Por Staff
Tlalnepantla, Estado de México, a 22 de octubre de 2025
En la renovación del personal del Cuerpo de Bomberos, Atención Prehospitalaria y Protección Civil pretendida por el gobierno de Tlalnepantla para combatir la presunta corrupción, el alcalde Raciel Pérez fue permisible al uso de insultos, maltratos, burlas, acoso laboral y sexual, y atentados en contra de los derechos humanos por parte de Mara Pamela Arregui Soto Vázquez y el recién destituido, Alejandro Soto Vázquez.
Desde el primero de enero de 2025 la orden de Raciel Pérez, al asumir su segundo mandato, fue directa para los hermanos Soto Vázquez, titulares de Protección Civil y el comandante de Bomberos: realizar el relevo generacional de los cuerpos de emergencia cesando al personal existente sin causas justificadas y vulnerando sus derechos laborales, coinciden extrabajadores de estas áreas.

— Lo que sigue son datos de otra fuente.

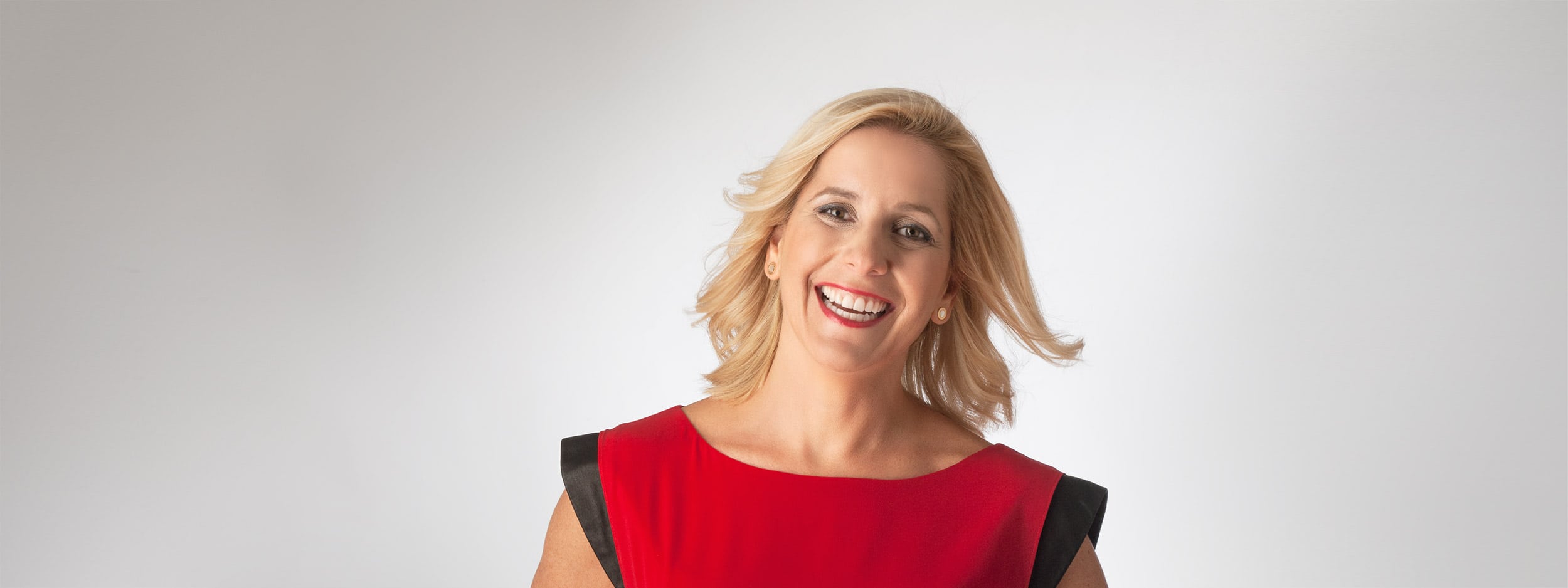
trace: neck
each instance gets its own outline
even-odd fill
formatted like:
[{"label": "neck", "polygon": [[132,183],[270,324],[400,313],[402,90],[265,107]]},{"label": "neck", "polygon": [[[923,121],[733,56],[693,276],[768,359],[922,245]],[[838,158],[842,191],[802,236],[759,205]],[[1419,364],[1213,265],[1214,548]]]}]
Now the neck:
[{"label": "neck", "polygon": [[817,364],[781,334],[768,376],[737,406],[753,433],[803,463],[848,463],[889,452],[913,436],[922,403],[903,390],[903,358],[858,372]]}]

Hoy se calculan han sido despidos más de 50 personas. Lamentan que se deseche la experiencia de aquellos que se les ha solicitado su renuncia sin motivo aparente y, sustituido por jóvenes que no cuentan con la experiencia necesaria.

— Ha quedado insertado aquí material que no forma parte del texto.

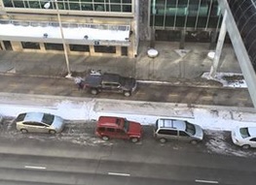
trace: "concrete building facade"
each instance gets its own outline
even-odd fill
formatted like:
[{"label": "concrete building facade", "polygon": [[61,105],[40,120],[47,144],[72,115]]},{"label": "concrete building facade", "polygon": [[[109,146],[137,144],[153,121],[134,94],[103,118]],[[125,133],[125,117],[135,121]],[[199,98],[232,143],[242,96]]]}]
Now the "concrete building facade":
[{"label": "concrete building facade", "polygon": [[0,0],[0,49],[134,57],[138,2]]}]

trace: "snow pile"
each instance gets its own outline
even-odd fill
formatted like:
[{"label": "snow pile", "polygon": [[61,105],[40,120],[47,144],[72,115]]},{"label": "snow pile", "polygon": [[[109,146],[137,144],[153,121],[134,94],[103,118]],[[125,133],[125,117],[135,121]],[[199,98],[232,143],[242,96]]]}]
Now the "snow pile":
[{"label": "snow pile", "polygon": [[[201,77],[209,78],[209,73],[203,73]],[[225,87],[247,88],[241,74],[217,73],[215,77],[210,79],[221,82]]]}]

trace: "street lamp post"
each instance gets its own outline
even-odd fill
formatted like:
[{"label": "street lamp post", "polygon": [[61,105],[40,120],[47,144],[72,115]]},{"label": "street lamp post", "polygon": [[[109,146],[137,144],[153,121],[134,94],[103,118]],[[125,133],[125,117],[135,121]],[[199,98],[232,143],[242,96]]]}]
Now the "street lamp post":
[{"label": "street lamp post", "polygon": [[[60,15],[59,15],[59,10],[58,10],[58,5],[57,5],[57,0],[53,0],[55,5],[56,9],[56,15],[57,15],[57,21],[60,29],[60,34],[61,34],[61,41],[63,45],[63,49],[64,49],[64,54],[65,54],[65,60],[66,60],[66,67],[67,67],[67,76],[66,77],[71,77],[71,71],[70,71],[70,66],[69,66],[69,59],[67,55],[67,48],[66,48],[66,44],[65,44],[65,39],[64,39],[64,34],[63,34],[63,29],[62,29],[62,24],[61,24],[61,19],[60,19]],[[51,7],[51,1],[47,2],[44,5],[45,9],[49,9]]]}]

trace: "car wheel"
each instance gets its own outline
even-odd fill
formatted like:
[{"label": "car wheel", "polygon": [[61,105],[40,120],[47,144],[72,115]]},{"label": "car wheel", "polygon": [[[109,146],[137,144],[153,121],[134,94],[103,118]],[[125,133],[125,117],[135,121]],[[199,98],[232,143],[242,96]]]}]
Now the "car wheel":
[{"label": "car wheel", "polygon": [[102,139],[103,140],[109,140],[109,138],[108,138],[108,137],[106,137],[106,136],[104,136],[104,137],[101,137],[101,139]]},{"label": "car wheel", "polygon": [[125,95],[126,97],[129,97],[129,96],[131,95],[131,93],[130,93],[129,91],[125,91],[125,92],[124,92],[124,95]]},{"label": "car wheel", "polygon": [[131,140],[131,142],[135,143],[135,142],[138,141],[138,139],[137,138],[132,138],[130,140]]},{"label": "car wheel", "polygon": [[198,143],[198,140],[191,140],[190,143],[192,143],[192,144],[197,144],[197,143]]},{"label": "car wheel", "polygon": [[166,142],[166,139],[160,139],[159,141],[160,141],[161,143],[165,143],[165,142]]},{"label": "car wheel", "polygon": [[241,147],[242,147],[242,149],[249,149],[249,148],[250,148],[250,145],[249,145],[249,144],[244,144],[244,145],[242,145]]},{"label": "car wheel", "polygon": [[28,131],[27,131],[26,129],[20,129],[20,132],[21,132],[22,134],[28,133]]},{"label": "car wheel", "polygon": [[98,93],[97,89],[91,89],[91,94],[96,95]]},{"label": "car wheel", "polygon": [[55,135],[55,134],[56,134],[56,131],[55,131],[55,130],[50,130],[49,133],[52,134],[52,135]]}]

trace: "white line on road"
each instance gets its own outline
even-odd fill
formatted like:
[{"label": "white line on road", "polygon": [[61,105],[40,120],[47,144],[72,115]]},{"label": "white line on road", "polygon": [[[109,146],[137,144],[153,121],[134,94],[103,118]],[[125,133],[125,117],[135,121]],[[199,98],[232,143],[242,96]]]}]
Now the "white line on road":
[{"label": "white line on road", "polygon": [[34,166],[25,166],[25,169],[37,169],[37,170],[44,170],[46,167],[34,167]]},{"label": "white line on road", "polygon": [[128,173],[119,173],[119,172],[108,172],[110,175],[119,175],[119,176],[130,176],[130,174]]},{"label": "white line on road", "polygon": [[195,180],[196,182],[202,182],[202,183],[209,183],[209,184],[218,184],[218,181],[212,181],[212,180]]}]

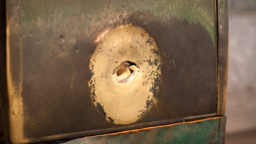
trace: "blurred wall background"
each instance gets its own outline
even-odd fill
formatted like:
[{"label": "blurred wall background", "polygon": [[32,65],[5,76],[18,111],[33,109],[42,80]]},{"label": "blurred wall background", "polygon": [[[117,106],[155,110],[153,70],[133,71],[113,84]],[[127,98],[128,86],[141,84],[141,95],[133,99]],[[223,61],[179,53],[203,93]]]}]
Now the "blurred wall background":
[{"label": "blurred wall background", "polygon": [[256,143],[256,0],[228,2],[227,143]]}]

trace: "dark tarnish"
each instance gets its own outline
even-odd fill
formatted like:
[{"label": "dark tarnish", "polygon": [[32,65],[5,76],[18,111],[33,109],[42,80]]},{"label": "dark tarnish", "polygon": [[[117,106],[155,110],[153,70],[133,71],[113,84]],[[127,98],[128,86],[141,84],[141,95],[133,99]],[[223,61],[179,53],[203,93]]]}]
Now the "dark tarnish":
[{"label": "dark tarnish", "polygon": [[[6,89],[15,90],[17,96],[22,97],[19,103],[22,104],[20,108],[24,111],[22,115],[12,115],[10,110],[12,108],[12,101],[4,103],[3,110],[11,112],[6,113],[4,119],[10,120],[10,123],[24,120],[17,125],[5,122],[8,124],[4,125],[5,129],[10,130],[7,132],[12,133],[13,137],[20,138],[24,143],[40,142],[167,124],[182,122],[183,118],[191,116],[195,118],[187,120],[216,116],[217,89],[217,114],[224,114],[228,53],[226,0],[224,5],[224,1],[217,1],[218,15],[223,16],[218,16],[218,28],[216,1],[107,1],[107,4],[97,0],[93,3],[79,0],[63,0],[61,2],[6,1],[6,27],[9,28],[11,40],[7,44],[11,59],[6,60],[6,65],[11,68],[9,72],[12,78],[7,79],[6,83],[13,84]],[[220,5],[225,5],[225,9],[220,9]],[[114,29],[116,25],[124,25],[123,22],[143,28],[150,34],[159,50],[152,52],[161,55],[163,65],[158,65],[157,67],[161,69],[161,75],[152,74],[157,76],[150,90],[157,99],[156,103],[145,101],[152,106],[147,114],[132,124],[121,126],[106,120],[102,116],[106,113],[100,103],[97,108],[101,114],[92,103],[93,99],[90,97],[91,90],[96,88],[94,80],[91,79],[94,72],[88,68],[97,43],[101,42],[100,39],[94,42],[99,34],[105,30]],[[65,40],[62,39],[60,41],[61,36]],[[215,44],[217,36],[220,37],[218,77]],[[145,43],[153,44],[150,39]],[[79,50],[76,51],[76,48]],[[145,60],[148,61],[143,63],[148,63],[148,67],[155,67],[159,62],[154,58],[147,59]],[[73,72],[70,63],[76,68],[75,73]],[[71,81],[73,92],[68,82]],[[20,89],[22,92],[16,91]],[[12,100],[13,95],[7,93],[4,100]],[[18,116],[19,119],[13,118]],[[110,122],[112,119],[108,118]],[[52,123],[52,120],[58,122]],[[201,128],[208,128],[214,132],[211,126],[197,124],[205,126],[198,127],[198,131],[195,132],[202,132]],[[173,143],[187,143],[188,141],[179,141],[179,139],[204,142],[206,141],[200,141],[204,139],[203,136],[212,138],[212,135],[208,134],[210,132],[195,134],[194,130],[197,128],[195,126],[184,127],[191,132],[187,135],[182,133],[183,131],[177,127],[173,127],[169,132],[175,132],[152,141],[164,143],[164,140],[172,137],[172,140],[170,140]],[[16,131],[18,128],[20,131]],[[22,134],[16,135],[17,132]],[[156,135],[152,136],[156,133],[155,131],[149,135],[146,130],[141,132],[151,136],[148,139],[140,139],[143,137],[140,134],[124,137],[146,143],[151,142],[150,139]],[[7,135],[11,135],[10,133]],[[157,133],[160,135],[164,132]],[[137,138],[133,139],[133,135]],[[111,137],[102,139],[108,140]],[[94,138],[88,137],[84,140]]]},{"label": "dark tarnish", "polygon": [[[106,117],[107,114],[106,114],[106,113],[105,112],[105,111],[104,111],[104,108],[99,103],[97,102],[97,106],[96,108],[100,113],[103,116],[104,116],[104,117]],[[110,119],[109,119],[109,120]]]}]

Tan solo en el área de atención prehospitalaria, denuncian, las y los paramédicos no tienen aún la solidez necesaria en manejo de crisis y situaciones de emergencia, ni conocen el territorio municipal, lo que les representa un riesgo, incluso para ellas y ellos. Calculan que más de 70 por ciento del personal prehospitalario está en estas condiciones.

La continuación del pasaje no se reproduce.